The Getup: Sacred Ceremonial Garb

Charlotte liked to claim she was born a century late. She imagined herself as a drowsy-eyed courtesan in 1910 Paris, or perhaps
a depressive ballerina, or perhaps a rosy-cheeked nun who runs off with a daring young sculptor named Sebastien-Pièrre du
Pont. “But you wouldn’t have
liked
it, Blue Bear,” her father declared in his booming, theatrical voice (he’d invited Charlotte into his study for one of his
monthly fireside chats). “All that disease! The bad teeth! The horse shit in the streets! And besides,” he chortled to himself,
“a hundred years ago, actors were treated no better than whores!”

Charlotte added “actors treated like whores” to her list of positives.
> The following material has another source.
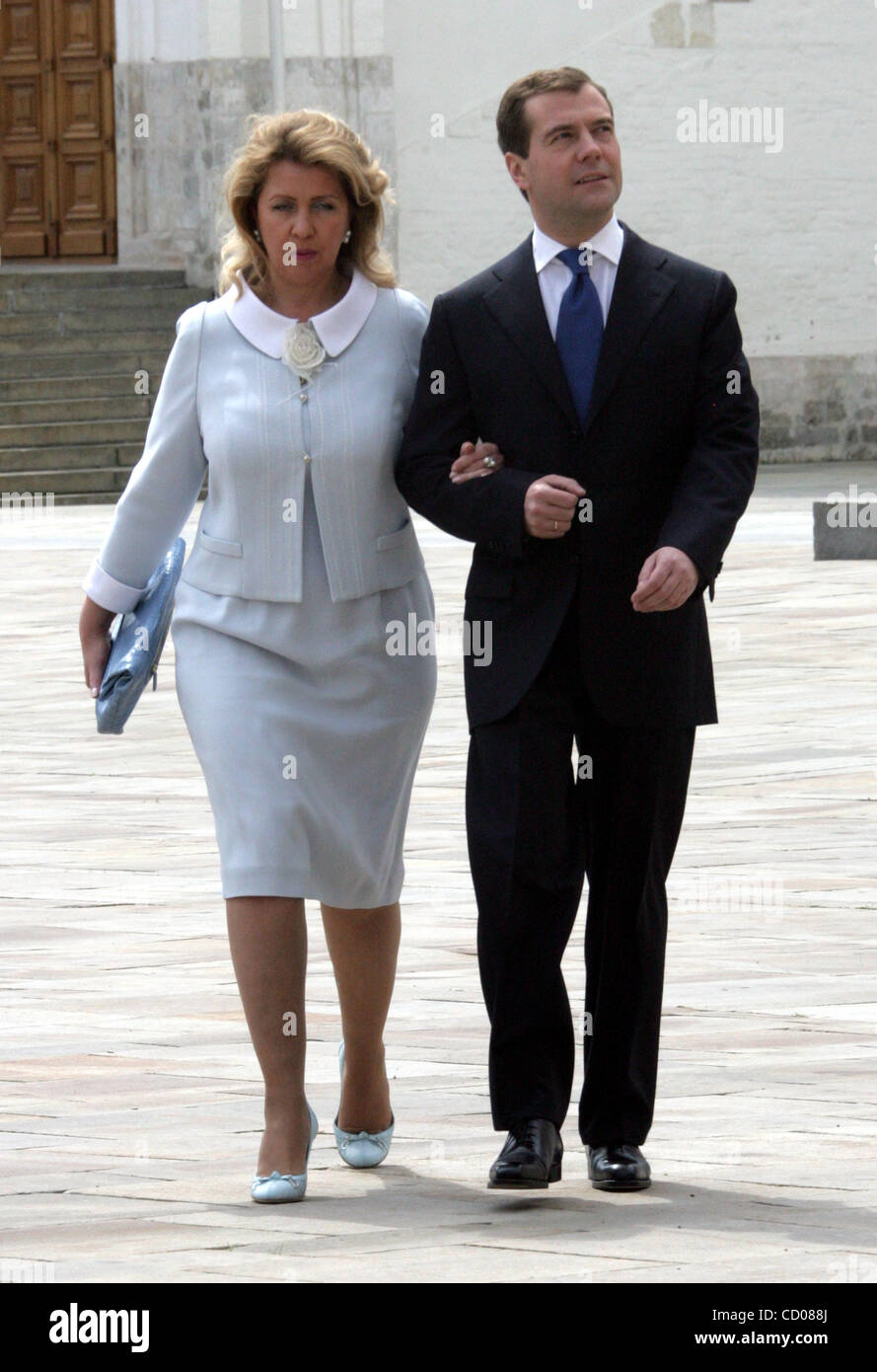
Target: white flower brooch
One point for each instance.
(303, 352)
Toward the tail end of eighth grade, Charlotte’s romance of times past began to show up in her closet: silk stockings and
chemises, hunting coats and corsets, velvet capes and lace gloves, a bustle. Not that she ever wore this stuff. Not in public
anyway. She dressed up in the privacy of her own room and stared deep into her own reflection. “Sebastien-Pièrre,” she would
whisper with all the longing she could muster. “Take me away from this place.” And then she’d press a hand to the mirror,
kissing the glass until it fogged.

Seriously.

Of course, as soon as Charlotte landed her first real-life boyfriend, she broke up with the mirror and never gave their time
together another thought. But then Jake Farrish stopped calling, and Charlotte reconsidered. With careful, measured movements
she’d draped herself in a black widow’s veil from 1905, clutched a rosary from 1906, and faced her first and only dependable
love: herself.

“I loved you, Jake,” she sighed, staring deep into her mirror. “But you have parted for another world. And so I say . . .
adieu.

The next day she bounded out of bed, blasted an old Beck CD, and danced until she actually laughed out loud. Her little funeral
had done the trick! Now that the relationship was officially dead and buried, that was it. She was free!
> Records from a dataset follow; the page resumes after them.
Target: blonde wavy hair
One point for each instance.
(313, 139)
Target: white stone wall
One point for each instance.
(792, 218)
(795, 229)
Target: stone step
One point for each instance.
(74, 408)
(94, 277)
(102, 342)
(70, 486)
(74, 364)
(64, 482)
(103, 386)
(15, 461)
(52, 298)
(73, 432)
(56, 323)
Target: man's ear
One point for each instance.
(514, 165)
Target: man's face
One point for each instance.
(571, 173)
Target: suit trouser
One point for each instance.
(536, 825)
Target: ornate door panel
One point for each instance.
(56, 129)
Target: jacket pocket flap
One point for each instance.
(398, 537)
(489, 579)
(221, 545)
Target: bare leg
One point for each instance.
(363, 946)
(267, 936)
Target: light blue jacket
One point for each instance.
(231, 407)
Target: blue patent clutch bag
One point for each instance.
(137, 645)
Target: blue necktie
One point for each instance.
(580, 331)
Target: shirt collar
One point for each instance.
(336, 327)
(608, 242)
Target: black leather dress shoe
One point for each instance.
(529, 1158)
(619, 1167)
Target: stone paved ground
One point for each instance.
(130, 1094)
Charlotte slipped into her newest Blumarine dress and headed for school with all the sparkle of a freshly corked bottle of
champagne. Sometimes, she realized, the future wasn’t so bad.

The Girl: Nikki Pellegrini

The Getup: Paige “Laurel Canyon” jeans, Ella Moss extra-long magenta cotton tank, silver Joie ballet flats, Kate Spade wicker
lunch tote

Jake leaned against a tree, cracked open his Physics text, and cursed, quietly, in the key of F. Jake, like many Winston students,
studied according to the time-honored Procrastination Method. If you saw him studying at 7:48 a.m., his test, most likely,
was at 9:00 a.m. He dropped into his books like a bomb, his heart ticking like a countdown. And the slightest disturbance
— from a mild
good morning
to a locker
click
to a gentle
purr
of a far-off Jaguar — could set him off.

As Charlotte pulled her cream-colored Jag into the Showroom, and the purr grew into a full-fledged growl, Jake’s hair-trigger
panic exploded. Without thinking, he stopped, dropped, and — clutching his Physics text to his chest — rolled into a nearby
hedge. He wished he could say this was the first time he’d ducked for cover.

It wasn’t.

Of course, hidden as he was, Jake could still hear. At the ringing chime that was Charlotte’s laugh, he pushed aside the dense
branches, picked a leaf from his hair and squinted. She stood at a distance of twenty feet, leaning against her left fender,
her foot against the wheel. The morning sun shone through the flimsy fabric of her flowery dress. A triangle of light glowed
behind her knee. Jake swallowed, hard. He had never seen anything so beautiful, so pure. . . .

And so
completely
surrounded by tools.

Tim Beckerman crouched at her feet, tilting his head and brushing back his sensitive, emo-boy bangs.
Tool.
Theo Godfrey sat up on the hood, his skateboard in his lap.
Tool.
Luke Christie pushed up his shirtsleeve, indicating a small space on his bulging bicep. (Luke was forever inviting girls to
brainstorm his next tattoo.)
Tool.
But Charlotte allowed them to crowd her; she even seemed to enjoy it. Jake frowned. Why the hell was she giggling so hard?
It’s not like any of those guys were funny.

“Hi, Jake.”

Jake tore himself from the overpowering spectacle of Charlotte to find his new little friend, Nikki Pellegrini, smiling down
at him. He blinked.

“I was wondering,” she began in a rush, “would you wanna have lunch in the projection room today? It’s empty on Fridays.”
And dark,
she thought with a deep, happy blush.

To Nikki’s increasing amazement, she and Jake had been having lunch together for a week straight. It started when he invited
her to the roof of the gym so she could educate him a little on the subject of Jewel. At first she thought he was joking.
He wasn’t. Nikki talked music for twenty minutes (in addition to Jewel she really liked Sarah McLachlan), and Jake totally
listened to what she had to say. When she was done, they gazed down at the glinting river of cars in Coldwater Canyon, the
long slope of the hillside, and the cityscape beyond. Never had the wide plain of telephone poles, billboards, and traffic
looked so beautiful. After a long pause, Jake cleared his throat. “Wouldn’t it be awesome if the iPod people, like, came alive
and leaped down from the billboards, wreaking havoc on Los Angeles?” It wasn’t the kind of line that worked for everyone.

It worked for Nikki.

For the rest of the week, the lunches didn’t stop. Tuesday, they sipped sodas on the roof. Wednesday, they shared bags of
chips in the stairwell. And Thursday, in the quiet shade behind the lockers, they split a pastrami sandwich. For some reason,
Jake insisted they keep their lunches secret (they ate where they would not be seen). As much as Nikki found the secrecy of
their lunches confusing, it also gave her a thrill. She felt special somehow, chosen — like a sacred cow.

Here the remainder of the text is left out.